22h18 :  Savez-vous réellement qui sont les ministres sortants, à par Montebourg ? Qu'en est il de Taubira ?

21h54 : Arnaud Montebourg a réussi son tour de force. Arnaud Montebourg a réussi son tour de force. Après sa fronde de la Fête de la Rose qui a fait voler le gouvernement en éclats, le ministre de l'Économie sortant a annoncé qu'il "reprenait sa liberté" lors d'une conférence de presse à Bercy. Notre journaliste Kocila Makdeche décrypte le discours de départ de l'ancien ministre.


(ERIC PIERMONT / AFP)

21h48 : @anonyme : Le ministre de l'Education sortant, Benoît Hamon, a affirmé ce soir sur France 2 que la rentrée scolaire avait été "bien préparée".

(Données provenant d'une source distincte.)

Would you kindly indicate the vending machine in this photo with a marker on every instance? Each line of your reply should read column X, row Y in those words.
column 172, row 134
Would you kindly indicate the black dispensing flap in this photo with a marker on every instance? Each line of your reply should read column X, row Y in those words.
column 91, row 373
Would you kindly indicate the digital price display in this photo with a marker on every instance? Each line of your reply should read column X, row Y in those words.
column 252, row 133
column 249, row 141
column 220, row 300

Pour autant, la puissante fédération de l'éducation FSU s'inquiète de ce départ qui tombe "à un moment crucial", lorsque le ministre "donne la feuille de route". Le SNUipp-FSU, premier syndicat du primaire, juge que ce remaniement n'aide pas à ramener "l'apaisement dont l'école a besoin". Quant au SE-Unsa, il redoute de nouvelles "turbulences" avec un nouveau ministre et peut-être "une nouvelle lettre de mission". Sachez toutefois que depuis avril, Benoît Hamon a essentiellement déminé des dossiers sensibles : réforme contestée des rythmes scolaires assouplie, ABCD de l'égalité sur la lutte contre les stéréotypes filles-garçons à l'école enterrés, refonte des programmes retardée et prérentrée des enseignants repoussée au 1er septembre.

21h46 :  Y'aura-t-il des répercutions sur l'année scolaire (pour les lycéens notamment) liées au départ de Mr Hamon ?

21h41 :  Baylet entre avec 2 conditions:le maintien des départements ruraux et un assouplissement du non-cumul pour les sénateurs.Rebsamen va adorer.

21h41 :  Nous vous le disions un peu plus tôt, Jean-Michel Baylet, le président du Parti radical de gauche, est invité à Matignon par Manuel Valls dans le cadre des consultations pour la formation du nouveau gouvernement. Selon un journaliste du Point, le patron des radicaux de gauche à deux exigences.

21h33 :  Valls & Hamon devaient tous les 2 assister aux commémorations de la libération de Paris. Aucun n'est là. Pas pr les mêmes raisons cc @BFMTV

21h13 :  Historique! Demain, en une, Le #Figaro et #Libération sont d'accord :-) #CriseDeRégime pic.twitter.com/kjXiHNhy1J


21h12 :  Il fallait une "crise de régime" pour mettre Le Figaro, journal étiqueté à droite, et Libération, quotidien classé à gauche, d'accord. Chacun a mis à sa une le même titre. La photo circule sur Twitter.

21h08 :  Au passage, le ministre du Travail sortant, François Rebsamen a estimé sur Europe 1 que la France ne menait pas "une politique d'austérité", contrairement à ce qu'affirme Arnaud Montebourg.

20h56 :  Tractations, tractations... Jean-Michel Baylet, le président du Parti radical de gauche (PRG) doit être reçu ce soir à 21h30 à Matignon par Manuel Valls dans le cadre des consultations du Premier ministre pour la formation de son nouveau gouvernement. Son entourage le révèle.